Running Pipelines via XProc

Normally, you'll want to run the XProc script xproc/validate-convert.xpl, or an XProc that calls it, using a shell script that sets up your conversion inputs and options. It's possible to run it from oXygen, too, of course.

For example, let's say this repository lives at /home/ari/Documents/repos/xproc-batch and the repository with the XSLT manifest and stylesheets at /home/ari/Documents/repos/xlsx2xml. There is also a project folder on the local file system containing sources files to be converted at /home/ari/Documents/projects/colleges/sources.

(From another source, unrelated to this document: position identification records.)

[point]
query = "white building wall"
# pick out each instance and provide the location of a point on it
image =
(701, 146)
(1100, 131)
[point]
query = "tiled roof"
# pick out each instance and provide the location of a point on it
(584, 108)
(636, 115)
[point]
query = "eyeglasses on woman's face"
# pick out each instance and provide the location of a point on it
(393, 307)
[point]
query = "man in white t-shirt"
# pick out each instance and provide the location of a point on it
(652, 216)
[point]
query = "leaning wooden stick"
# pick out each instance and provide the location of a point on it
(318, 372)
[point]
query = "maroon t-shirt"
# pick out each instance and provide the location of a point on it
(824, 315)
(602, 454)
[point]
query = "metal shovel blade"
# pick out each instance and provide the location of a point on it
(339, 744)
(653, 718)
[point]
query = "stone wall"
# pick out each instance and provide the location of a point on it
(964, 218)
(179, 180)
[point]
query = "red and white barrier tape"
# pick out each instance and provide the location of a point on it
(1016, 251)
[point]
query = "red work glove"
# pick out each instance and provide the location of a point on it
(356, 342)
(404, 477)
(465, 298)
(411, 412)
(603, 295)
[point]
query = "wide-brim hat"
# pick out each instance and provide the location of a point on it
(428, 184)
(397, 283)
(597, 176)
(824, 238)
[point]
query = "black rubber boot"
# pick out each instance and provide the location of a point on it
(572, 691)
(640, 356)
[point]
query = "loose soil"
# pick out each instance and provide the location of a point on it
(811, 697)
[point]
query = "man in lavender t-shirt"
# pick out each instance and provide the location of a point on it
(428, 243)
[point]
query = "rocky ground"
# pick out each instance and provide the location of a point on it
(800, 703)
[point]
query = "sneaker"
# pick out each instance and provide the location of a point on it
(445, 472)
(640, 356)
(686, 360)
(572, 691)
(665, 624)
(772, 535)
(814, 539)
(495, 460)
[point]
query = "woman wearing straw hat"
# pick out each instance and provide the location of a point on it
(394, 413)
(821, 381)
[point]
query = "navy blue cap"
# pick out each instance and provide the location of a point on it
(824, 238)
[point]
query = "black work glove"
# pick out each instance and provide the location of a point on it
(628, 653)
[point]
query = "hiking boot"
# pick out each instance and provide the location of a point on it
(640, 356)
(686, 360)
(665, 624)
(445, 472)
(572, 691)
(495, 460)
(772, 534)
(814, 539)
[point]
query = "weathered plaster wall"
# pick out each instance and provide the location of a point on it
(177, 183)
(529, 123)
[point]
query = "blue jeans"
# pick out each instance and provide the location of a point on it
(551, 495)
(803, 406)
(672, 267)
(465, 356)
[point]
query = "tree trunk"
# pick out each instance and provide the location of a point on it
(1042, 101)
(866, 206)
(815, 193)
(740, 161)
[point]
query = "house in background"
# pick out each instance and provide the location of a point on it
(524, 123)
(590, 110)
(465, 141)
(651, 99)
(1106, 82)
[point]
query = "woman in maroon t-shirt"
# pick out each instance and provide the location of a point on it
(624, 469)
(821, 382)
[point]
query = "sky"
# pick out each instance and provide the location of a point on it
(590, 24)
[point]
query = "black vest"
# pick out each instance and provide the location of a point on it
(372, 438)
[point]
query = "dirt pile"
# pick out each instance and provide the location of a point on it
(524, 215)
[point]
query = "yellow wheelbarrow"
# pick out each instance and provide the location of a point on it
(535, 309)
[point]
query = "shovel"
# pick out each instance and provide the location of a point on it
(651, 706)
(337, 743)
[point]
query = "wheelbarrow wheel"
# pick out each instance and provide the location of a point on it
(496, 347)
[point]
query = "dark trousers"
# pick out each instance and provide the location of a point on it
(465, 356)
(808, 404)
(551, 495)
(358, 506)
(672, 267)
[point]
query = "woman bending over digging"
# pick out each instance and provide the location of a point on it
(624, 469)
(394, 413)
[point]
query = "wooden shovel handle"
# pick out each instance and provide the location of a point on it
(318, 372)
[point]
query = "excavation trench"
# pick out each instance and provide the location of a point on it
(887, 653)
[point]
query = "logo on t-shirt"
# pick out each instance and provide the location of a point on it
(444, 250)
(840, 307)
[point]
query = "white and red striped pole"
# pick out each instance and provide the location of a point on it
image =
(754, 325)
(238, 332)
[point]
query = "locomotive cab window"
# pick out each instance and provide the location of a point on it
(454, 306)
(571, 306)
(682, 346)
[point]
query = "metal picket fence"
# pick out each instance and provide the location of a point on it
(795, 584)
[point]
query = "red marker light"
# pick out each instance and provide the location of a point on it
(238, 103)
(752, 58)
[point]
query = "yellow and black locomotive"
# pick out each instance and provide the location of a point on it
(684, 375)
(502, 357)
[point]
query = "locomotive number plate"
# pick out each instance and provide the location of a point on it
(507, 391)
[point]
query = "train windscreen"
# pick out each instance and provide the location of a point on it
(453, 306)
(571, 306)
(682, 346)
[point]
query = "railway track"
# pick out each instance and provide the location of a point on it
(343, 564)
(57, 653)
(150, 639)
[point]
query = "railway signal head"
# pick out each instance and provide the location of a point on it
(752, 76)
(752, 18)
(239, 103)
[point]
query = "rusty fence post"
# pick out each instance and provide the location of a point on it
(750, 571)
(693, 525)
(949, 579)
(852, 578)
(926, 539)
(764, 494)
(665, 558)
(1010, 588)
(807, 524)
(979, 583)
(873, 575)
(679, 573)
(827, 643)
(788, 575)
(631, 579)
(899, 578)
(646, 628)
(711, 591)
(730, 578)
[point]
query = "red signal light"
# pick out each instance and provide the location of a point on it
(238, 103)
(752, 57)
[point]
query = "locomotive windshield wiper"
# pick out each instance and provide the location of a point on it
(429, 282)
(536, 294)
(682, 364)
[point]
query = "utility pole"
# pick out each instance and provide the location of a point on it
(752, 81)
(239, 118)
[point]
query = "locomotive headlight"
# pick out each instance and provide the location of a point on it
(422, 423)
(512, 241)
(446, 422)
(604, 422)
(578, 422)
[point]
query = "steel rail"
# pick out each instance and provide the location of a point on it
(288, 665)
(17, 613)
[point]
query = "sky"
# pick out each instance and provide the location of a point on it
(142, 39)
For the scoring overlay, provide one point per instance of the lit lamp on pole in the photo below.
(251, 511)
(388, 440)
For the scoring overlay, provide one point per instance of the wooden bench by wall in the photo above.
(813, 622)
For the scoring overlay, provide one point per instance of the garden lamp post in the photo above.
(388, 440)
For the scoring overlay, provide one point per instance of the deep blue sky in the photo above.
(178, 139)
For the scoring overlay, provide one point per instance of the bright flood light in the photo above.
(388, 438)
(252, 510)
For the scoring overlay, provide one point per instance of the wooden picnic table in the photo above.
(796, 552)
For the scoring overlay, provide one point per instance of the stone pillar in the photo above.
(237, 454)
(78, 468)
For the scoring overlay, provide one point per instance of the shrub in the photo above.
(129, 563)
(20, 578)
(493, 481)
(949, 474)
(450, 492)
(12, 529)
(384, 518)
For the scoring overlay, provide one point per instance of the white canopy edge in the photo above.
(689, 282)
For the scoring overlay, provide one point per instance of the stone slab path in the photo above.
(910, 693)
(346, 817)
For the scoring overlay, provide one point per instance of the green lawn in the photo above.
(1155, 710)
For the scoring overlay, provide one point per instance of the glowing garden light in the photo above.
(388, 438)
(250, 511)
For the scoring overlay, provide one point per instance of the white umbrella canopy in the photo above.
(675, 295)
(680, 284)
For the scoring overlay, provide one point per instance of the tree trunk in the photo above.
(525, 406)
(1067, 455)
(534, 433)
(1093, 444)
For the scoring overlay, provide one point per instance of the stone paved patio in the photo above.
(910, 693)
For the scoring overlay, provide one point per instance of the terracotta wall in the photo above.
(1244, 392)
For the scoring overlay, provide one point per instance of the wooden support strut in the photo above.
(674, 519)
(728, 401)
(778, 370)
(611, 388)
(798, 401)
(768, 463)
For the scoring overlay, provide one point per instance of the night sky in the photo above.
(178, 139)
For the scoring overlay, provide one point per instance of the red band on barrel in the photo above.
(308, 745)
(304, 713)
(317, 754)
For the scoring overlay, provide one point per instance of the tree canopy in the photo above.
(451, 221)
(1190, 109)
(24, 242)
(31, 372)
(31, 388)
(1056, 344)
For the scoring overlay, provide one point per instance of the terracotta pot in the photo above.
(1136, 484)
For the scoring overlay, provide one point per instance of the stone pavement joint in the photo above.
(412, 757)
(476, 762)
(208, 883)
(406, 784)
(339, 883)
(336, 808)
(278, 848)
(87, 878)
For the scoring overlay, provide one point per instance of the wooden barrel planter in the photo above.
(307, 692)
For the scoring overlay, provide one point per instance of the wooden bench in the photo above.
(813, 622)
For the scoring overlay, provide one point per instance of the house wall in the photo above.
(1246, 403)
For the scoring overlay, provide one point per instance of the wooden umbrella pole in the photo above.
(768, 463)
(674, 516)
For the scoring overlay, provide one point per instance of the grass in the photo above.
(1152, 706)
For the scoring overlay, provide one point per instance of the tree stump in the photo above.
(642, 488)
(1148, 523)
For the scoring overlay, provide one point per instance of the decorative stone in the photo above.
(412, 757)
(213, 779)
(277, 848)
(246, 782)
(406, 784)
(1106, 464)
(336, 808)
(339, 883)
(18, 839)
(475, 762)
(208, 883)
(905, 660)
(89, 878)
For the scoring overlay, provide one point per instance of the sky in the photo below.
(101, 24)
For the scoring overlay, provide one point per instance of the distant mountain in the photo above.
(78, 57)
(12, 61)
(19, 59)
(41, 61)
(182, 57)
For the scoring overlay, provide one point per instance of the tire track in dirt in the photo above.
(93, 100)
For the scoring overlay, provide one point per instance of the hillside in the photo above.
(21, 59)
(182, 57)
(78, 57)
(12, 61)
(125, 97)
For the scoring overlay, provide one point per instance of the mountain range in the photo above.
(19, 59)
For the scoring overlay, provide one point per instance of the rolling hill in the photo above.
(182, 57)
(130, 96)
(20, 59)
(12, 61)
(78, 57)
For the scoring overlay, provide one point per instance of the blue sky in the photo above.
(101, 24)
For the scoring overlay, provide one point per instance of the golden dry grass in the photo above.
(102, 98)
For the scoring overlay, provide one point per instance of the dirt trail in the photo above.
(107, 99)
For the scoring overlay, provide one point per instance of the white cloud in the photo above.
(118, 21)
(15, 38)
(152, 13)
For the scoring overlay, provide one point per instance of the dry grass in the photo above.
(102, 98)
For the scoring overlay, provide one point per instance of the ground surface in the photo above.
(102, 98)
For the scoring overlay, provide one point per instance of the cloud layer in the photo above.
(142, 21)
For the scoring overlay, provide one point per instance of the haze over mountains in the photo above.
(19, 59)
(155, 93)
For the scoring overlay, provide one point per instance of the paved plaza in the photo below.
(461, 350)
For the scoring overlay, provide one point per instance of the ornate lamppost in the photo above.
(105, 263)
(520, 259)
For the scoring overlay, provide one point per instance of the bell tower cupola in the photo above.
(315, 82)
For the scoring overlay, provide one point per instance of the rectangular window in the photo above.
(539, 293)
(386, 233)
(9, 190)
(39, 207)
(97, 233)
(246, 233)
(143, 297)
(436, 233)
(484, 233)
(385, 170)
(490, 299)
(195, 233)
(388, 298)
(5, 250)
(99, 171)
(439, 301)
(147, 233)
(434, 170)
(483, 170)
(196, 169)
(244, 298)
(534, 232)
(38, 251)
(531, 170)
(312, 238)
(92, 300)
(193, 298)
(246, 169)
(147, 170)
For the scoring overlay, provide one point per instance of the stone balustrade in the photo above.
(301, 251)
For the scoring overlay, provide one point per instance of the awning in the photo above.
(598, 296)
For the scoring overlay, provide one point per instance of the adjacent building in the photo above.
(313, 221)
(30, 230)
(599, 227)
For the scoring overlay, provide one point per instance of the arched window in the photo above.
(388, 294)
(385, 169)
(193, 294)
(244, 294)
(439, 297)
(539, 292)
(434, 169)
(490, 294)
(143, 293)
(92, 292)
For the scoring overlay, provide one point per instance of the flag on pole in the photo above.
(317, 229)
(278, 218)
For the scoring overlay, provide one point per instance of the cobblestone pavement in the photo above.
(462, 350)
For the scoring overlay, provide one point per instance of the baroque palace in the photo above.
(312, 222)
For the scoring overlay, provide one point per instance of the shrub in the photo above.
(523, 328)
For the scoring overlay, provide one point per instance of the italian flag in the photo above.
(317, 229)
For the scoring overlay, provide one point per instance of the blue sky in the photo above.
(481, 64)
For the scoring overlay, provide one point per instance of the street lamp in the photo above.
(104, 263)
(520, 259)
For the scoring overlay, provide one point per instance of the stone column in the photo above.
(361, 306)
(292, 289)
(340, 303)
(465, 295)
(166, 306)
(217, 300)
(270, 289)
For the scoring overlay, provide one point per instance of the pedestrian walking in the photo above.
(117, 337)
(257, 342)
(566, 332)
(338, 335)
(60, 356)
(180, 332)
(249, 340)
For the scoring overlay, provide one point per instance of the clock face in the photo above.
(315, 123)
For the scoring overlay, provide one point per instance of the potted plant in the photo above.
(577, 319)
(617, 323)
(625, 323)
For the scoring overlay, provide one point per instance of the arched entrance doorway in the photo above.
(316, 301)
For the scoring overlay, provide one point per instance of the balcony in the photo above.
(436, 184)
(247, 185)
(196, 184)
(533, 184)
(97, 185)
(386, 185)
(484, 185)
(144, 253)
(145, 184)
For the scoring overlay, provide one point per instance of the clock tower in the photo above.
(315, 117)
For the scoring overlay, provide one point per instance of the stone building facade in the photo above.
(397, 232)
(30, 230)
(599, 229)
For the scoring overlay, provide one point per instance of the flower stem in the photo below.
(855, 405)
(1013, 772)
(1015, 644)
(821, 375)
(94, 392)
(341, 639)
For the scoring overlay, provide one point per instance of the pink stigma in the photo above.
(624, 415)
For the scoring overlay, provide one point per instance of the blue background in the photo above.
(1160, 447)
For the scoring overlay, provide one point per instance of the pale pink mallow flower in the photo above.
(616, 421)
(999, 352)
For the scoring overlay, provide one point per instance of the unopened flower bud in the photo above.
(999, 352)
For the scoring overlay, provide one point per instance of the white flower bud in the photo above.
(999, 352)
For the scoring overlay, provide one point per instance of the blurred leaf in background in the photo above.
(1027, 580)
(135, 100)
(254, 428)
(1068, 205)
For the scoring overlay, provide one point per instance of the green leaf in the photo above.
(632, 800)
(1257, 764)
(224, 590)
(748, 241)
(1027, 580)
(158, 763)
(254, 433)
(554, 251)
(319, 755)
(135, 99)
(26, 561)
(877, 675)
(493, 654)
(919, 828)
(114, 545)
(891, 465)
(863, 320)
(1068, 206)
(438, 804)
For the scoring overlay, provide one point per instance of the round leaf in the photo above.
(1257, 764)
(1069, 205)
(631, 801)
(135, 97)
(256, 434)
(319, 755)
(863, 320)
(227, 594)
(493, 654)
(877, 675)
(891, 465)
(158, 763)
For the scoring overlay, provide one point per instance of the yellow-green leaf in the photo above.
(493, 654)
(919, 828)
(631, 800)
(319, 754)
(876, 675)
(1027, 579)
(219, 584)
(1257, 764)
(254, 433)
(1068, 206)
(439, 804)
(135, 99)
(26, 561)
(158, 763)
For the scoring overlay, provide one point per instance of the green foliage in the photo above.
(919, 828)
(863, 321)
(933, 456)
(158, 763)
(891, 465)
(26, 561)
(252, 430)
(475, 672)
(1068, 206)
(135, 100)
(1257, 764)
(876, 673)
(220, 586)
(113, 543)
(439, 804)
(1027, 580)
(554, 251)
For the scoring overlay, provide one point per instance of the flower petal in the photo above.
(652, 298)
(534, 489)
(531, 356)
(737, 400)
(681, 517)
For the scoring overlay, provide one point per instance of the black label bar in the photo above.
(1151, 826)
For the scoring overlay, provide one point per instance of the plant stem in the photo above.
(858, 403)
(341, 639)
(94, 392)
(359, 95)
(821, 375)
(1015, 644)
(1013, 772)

FInally, we'll assume that XML Calabash is unpacked to /home/ari/xmlcalabash-1.1.30-99/.

This shell script would then convert the source files (in this case, some Excel spreadsheets) to an XML format:

#!/bin/sh
echo Converting XLSX sources to XML...
        java -classpath "/home/ari/xmlcalabash-1.1.30-99/xmlcalabash-1.1.30-99.jar:\
        /home/ari/xmlcalabash-1.1.30-99/lib/Saxon-HE-9.9.1-5.jar:\
        /home/ari/xmlcalabash-1.1.30-99/lib/commons-logging-1.2.jar:\
        /home/ari/xmlcalabash-1.1.30-99/lib/httpclient-4.5.8.jar:\
        /home/ari/xmlcalabash-1.1.30-99/lib/commons-codec-1.11.jar:\
        /home/ari/xmlcalabash-1.1.30-99/lib/commons-io-2.2.jar" \
        -Dxml.catalog.files="/home/ari/Documents/repos/xproc-batch/catalogs/catalog.xml"\
         com.xmlcalabash.drivers.Main\
          --entity-resolver org.xmlresolver.Resolver \
          --input manifest=file:/home/ari/Documents/repos/xlsx2xml/pipelines/poc/poc-xlsx2xml-manifest.xml \
          --input sch=/home/ari/Documents/repos/xlsx2xml/sch/placeholder.sch \input-base-uri=file:/home/ari/Documents/projects/colleges/poc/sources \
          output-base-uri=/home/ari/Documents/projects/colleges/poc/tmp/out \
          reports-dir=/home/ari/Documents/projects/colleges/poc/tmp/reports \
          tmp-dir=/home/ari/Documents/projects/colleges/poc/tmp \
          xspec-manifest-uri=file:/path/to/xspec-manifest.xml \
          verbose=true debug=true \
          dtd-validate-input=false dtd-validate-output=false \
          sch-validate-output=false \
          run-xspecs=false extract-xlsx=true \
          /home/ari/Documents/repos/xproc-batch/xproc/xlsx2xml.xpl

  • --input manifest=file:/home/ari/Documents/repos/xlsx2xml/pipelines/poc/poc-xlsx2xml-manifest.xml points out the XSLT manifest file.
  • --input sch=/home/ari/Documents/repos/xlsx2xml/sch/placeholder.sch is the Schematron used to validate the output.
  • input-base-uri=file:/home/ari/Documents/projects/colleges/poc/sources is the location of the source files.
  • output-base-uri=/home/ari/Documents/projects/colleges/poc/tmp/out is where the converted XML files will be saved.
  • reports-dir=/home/ari/Documents/projects/colleges/poc/tmp/reports is the location of any generated reports.
  • tmp-dir=/home/ari/Documents/projects/colleges/poc/tmp is the path to a temp folder where any output, debug info, and reports are saved.
  • xspec-manifest-uri=file:/path/to/xspec-manifest.xml points out an XSpec tests manifest file. This is run if run-xspecs=true. The XSpec manifest file format is described by xspec-tools/rng/xspec-manifest.rnc (see xspec-tools/README.md for more).
  • debug=true produces debug output for each XSLT step in the manifest.
  • /home/ari/Documents/repos/xproc-batch/xproc/xlsx2xml.xpl is the actual XProc pipeline being run.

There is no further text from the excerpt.